Sample characterization

Powder X-ray diffraction (XRD) was performed to characterize the structure and crystallinity of mixed metal boride products using a Bruker D8 DaVinci diffractometer with nickel-filtered Cu Kα X-ray irradiation (40 kV, 40 mA) from 5–80 degrees 2θ (0.05° step size). Ground metal boride powders were placed on a vacuum greased glass slide. Reference XRD patterns and crystal structure representations were generated using CrystalMaker software (https://www.crystalmaker.com/index.html) and literature data for orthorhombic FeB, CoB, and Co_0.5Fe_0.5B.^68–70 CrystalDiffract software was used to match experimental data to simulated ternary Co_1−xFe_xB diffraction patterns based on a Co_0.5Fe_0.5B crystal reference pattern (PDF 01-079-2846) (https://www.crystaldiffract.com/index.html). The morphologies and particle sizes of the products were identified using a Hitachi S-4800 field emission scanning electron microscopy (SEM) at 2–3 kV and Hitachi S-7800 transmission electron microscopy (TEM) with an accelerating voltage of 80 kV. Ground samples were affixed to carbon tape on aluminum stubs for SEM analysis or sonicated in methanol and drop cast on carbon coated Ni mesh grids for TEM analysis. Energy dispersive spectroscopy (EDS) with SEM was used to perform semiquantitative analysis of Co/Fe ratios and qualitative element specific mapping on bulk powders by metal borides affixed to carbon wax electrode tips. X-ray fluorescence spectroscopy (XRF) was used to further evaluate the quantitative elemental analysis of mixed metal borides (Rigaku ZSX Primus IV dispersive X-ray fluorescence spectrometer). Metal boride powders are compressed to 10 000 psi in a hydraulic press to form compact pellets for XRF analysis. A Quantachrome Nova 1200 nitrogen surface area analyzer was used to quantify surface areas for vacuum dried samples (120 °C for more than 3 hours). Inductively coupled plasma-optical emission spectroscopy (ICP-OES) measurements for bulk elemental analysis were performed using PerkinElmer Optima 7000 DV ICP-OES spectrometer. The metal boride samples were dissolved in heated 5 mL concentrated HNO₃ and diluted to 100 mL with 18 MΩ ultrapure water. Linear elemental calibration curves were produced from commercial ICP standards (Fe, Co, B, and Mg) diluted in 5% (v/v) HNO₃.

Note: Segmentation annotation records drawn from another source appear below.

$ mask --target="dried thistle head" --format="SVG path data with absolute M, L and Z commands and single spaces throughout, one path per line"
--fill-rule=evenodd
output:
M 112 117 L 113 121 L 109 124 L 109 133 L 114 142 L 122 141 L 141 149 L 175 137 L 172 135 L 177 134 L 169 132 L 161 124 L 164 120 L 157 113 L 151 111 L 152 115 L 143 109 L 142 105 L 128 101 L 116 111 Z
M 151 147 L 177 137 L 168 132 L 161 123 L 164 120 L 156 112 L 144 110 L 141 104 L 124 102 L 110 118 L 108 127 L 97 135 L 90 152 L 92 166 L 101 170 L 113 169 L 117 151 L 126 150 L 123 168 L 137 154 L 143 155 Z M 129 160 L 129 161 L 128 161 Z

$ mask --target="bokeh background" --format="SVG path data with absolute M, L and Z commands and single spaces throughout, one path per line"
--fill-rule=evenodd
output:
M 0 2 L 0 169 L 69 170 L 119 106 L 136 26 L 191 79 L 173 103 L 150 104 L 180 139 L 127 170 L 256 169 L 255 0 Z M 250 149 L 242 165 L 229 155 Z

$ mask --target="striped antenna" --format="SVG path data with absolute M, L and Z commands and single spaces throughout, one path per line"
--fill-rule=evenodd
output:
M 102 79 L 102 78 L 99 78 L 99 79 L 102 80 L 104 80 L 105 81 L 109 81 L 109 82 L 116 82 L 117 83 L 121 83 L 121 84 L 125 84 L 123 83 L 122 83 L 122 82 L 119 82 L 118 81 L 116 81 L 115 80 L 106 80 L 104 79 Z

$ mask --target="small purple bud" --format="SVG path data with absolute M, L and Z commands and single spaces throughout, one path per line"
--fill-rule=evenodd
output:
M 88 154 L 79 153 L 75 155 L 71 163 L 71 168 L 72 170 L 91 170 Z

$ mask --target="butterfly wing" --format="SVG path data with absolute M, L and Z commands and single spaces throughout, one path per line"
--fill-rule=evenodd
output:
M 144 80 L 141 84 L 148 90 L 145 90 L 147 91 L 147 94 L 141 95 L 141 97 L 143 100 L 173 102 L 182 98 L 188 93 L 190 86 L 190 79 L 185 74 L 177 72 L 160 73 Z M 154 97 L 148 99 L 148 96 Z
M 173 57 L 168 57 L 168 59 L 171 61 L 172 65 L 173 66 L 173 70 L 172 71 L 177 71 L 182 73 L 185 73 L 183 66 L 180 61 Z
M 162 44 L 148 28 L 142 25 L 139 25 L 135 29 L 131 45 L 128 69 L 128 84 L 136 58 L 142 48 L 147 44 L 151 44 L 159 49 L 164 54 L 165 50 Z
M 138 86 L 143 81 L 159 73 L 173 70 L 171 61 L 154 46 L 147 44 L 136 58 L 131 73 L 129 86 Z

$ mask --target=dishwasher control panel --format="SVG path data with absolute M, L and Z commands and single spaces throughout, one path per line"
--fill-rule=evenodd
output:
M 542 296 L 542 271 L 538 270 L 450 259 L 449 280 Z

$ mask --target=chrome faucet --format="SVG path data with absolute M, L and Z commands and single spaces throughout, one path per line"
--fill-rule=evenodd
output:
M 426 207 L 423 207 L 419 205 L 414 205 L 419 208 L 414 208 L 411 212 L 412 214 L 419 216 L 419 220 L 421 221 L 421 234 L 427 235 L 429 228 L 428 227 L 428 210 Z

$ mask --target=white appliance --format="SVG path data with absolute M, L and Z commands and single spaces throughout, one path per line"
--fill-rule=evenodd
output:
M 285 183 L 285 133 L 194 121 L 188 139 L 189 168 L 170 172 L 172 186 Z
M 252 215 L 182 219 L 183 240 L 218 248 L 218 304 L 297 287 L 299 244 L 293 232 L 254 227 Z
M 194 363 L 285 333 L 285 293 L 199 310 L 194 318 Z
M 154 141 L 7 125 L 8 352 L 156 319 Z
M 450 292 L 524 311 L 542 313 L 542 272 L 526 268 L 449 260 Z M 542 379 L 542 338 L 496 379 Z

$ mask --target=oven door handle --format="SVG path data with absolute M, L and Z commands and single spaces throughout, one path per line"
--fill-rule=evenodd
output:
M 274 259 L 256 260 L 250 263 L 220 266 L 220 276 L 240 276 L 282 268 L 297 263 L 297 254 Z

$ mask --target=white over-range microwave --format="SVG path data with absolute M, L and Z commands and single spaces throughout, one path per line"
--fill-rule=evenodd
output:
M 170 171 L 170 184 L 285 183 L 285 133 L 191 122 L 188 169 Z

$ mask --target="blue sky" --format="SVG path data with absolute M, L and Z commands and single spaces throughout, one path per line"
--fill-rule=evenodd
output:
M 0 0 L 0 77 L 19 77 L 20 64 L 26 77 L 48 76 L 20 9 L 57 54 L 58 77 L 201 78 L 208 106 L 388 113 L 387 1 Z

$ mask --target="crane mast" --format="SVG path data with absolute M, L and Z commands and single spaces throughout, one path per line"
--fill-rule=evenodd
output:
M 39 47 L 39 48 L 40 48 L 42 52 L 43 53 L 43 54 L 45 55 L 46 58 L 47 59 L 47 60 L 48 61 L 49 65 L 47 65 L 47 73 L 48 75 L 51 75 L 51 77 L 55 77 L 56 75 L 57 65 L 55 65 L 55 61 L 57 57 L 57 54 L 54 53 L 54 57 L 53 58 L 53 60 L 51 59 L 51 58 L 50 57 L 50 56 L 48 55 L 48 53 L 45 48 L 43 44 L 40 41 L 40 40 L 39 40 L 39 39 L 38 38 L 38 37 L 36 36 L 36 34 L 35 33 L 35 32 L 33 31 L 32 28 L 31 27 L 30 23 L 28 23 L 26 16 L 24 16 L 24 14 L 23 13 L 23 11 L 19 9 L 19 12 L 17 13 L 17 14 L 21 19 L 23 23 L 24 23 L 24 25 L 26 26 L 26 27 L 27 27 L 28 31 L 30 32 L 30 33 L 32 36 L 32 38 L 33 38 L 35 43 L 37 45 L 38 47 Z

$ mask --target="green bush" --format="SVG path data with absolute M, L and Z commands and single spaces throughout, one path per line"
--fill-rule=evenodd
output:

Working electrode preparation

Working carbon wax (C_wax) electrodes for electrocatalytic measurements were prepared using a graphite/paraffin wax mixture (50% graphite: 50% wax) inside PTFE tubes as previously reported by our group.^3,62,71 These C_wax electrodes allow direct electrocatalyst–electrolyte contact without the need for binders or conducting coatings. Working electrode tips were 1.4 cm long with a 3.2 mm ID, and 6.4 mm OD, and a 0.080 cm² geometrical surface area. A brass current collector rod was embedded into the blank C_wax electrode tip and submerged in a pre-heated water bath (55 °C) for 20 minutes prior to catalyst loading. Brief sonication of ∼10 mg of the catalyst powder with 100 μL of methanol was used to make a homogeneous catalyst suspension, and ∼20–30 μL aliquots were placed in an aluminum weigh boat to air dry. The air-dried catalyst-containing aluminum weigh boat was tared in a microbalance before being placed in a preheated hot plate (55 °C). The softened C_wax blank electrode tips were gently pressed onto the catalyst, and excess catalyst powder on the PTFE tip was carefully removed and returned to the aluminum weigh boat. The electrode tip was pressed several times in a clear space in the weigh boat to ensure that the sample powders were firmly embedded on the wax. Following catalyst loading, the aluminum weigh boat was weighed on the previously tared microbalance, and the mass of the loaded catalyst was recorded. Sample mass loadings on the electrode typically ranged from ∼0.5–2.0 mg. The open end of the brass connecting rod was connected to the potentiostat (Fig. S1, ESI†).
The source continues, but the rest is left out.